HSBC responds to Ping An statement
HSBC today published its response to the statement issued by Ping An Asset Management Company on 18 April 2023.
As FNG has reported, Ping An pushed for restructuring at HSBC, with the proposed changes affecting primarily the operations of HSBC Asia Pacific.
In its response, HSBC argues that a structural reconfiguration of HSBC Asia Pacific would result in material loss of value for HSBC shareholders.
In 2022, HSBC undertook a thorough evaluation of structural options for its Asia Pacific businesses, the conclusions of which were summarised in our 2022 interim results. The Board considered the potential revenue and value benefits from these structures, including capital allocation and business choices, potentially obtaining new licences and potentially increasing risk appetite.
However, HSBC says, these benefits were meaningfully outweighed by expected value decline in multiple areas, as well as a diminution of service to long-standing HSBC customers. The Board therefore concluded that these structural options would result in material loss of value for shareholders and lower dividends.
Further, HSBC argues that separation is not consistent with HSBC’s business model: HSBC is not a portfolio of discrete domestic banks. It is an integrated bank. Structural steps that create separation within HSBC’s integrated model would result in meaningful costs and risks and would damage a core commercial proposition – global interconnectivity – that is a key driver of revenues.

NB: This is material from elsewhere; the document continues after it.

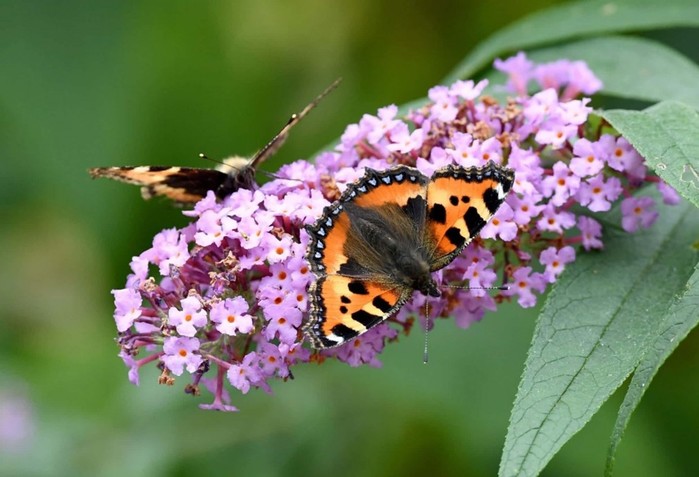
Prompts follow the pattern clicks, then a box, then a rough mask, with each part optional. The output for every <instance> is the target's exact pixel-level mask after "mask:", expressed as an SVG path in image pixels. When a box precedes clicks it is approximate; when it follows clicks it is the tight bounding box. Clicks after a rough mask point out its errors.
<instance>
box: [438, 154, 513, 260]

The idea of a partial listing of HSBC Asia Pacific appears to be based on Ping An’s belief that it will not negatively impact the international model of HSBC, whilst creating incremental value for shareholders. But HSBC’s analysis does not reach the same conclusion.
HSBC’s work identifies negative impacts of Ping An’s proposed financial engineering approach on revenues, capital, liquidity and costs that would outweigh any perceived valuation arbitrage that may exist from a partial Hong Kong listing. A partial listing would also erode client confidence in the long-term sustainability of HSBC’s international customer proposition.
HSBC also notes that its current model manages returns from clients globally. Under a standalone listing, HSBC’s Asia Pacific and ex-Asia businesses would be driven to assess client economics with reference to their own geographies only, particularly under stressed macroeconomic conditions. This would result in reduced revenues and returns. In addition, the customer experience and service for international customers would be negatively impacted by significant incremental administrative burden, less coordinated customer service, and decision-making governed by arm’s length contracts.
Further, HSBC claims that a restructuring would incur a number of one-off and recurring costs that are material in aggregate. A number of these would be required to meet relevant regulatory and other requirements for banks. These costs would include IT systems and applications, standalone funding, standalone processes and governance, and tax leakage. HSBC Asia Pacific would also likely need increased capital, based on Hong Kong peers.
In addition, HSBC says that any separation would be subject to regulatory approvals in c.25 jurisdictions, require shareholder approval, and oblige HSBC to alter its customer service around the world. It would also create a multi-year period of uncertainty when clients and employees in particular would be distracted and impacted.
Finally, HSBC says that structural reforms of HSBC’s Asia Pacific businesses suggested by Ping An would significantly dilute the international business model upon which HSBC’s strategy is based. This would result in a material erosion of earnings, returns, dividends and shareholder value, and a disruption to HSBC’s global customer service proposition.
Accordingly, HSBC cannot support or recommend to its shareholders the structural options that have been proposed or otherwise considered.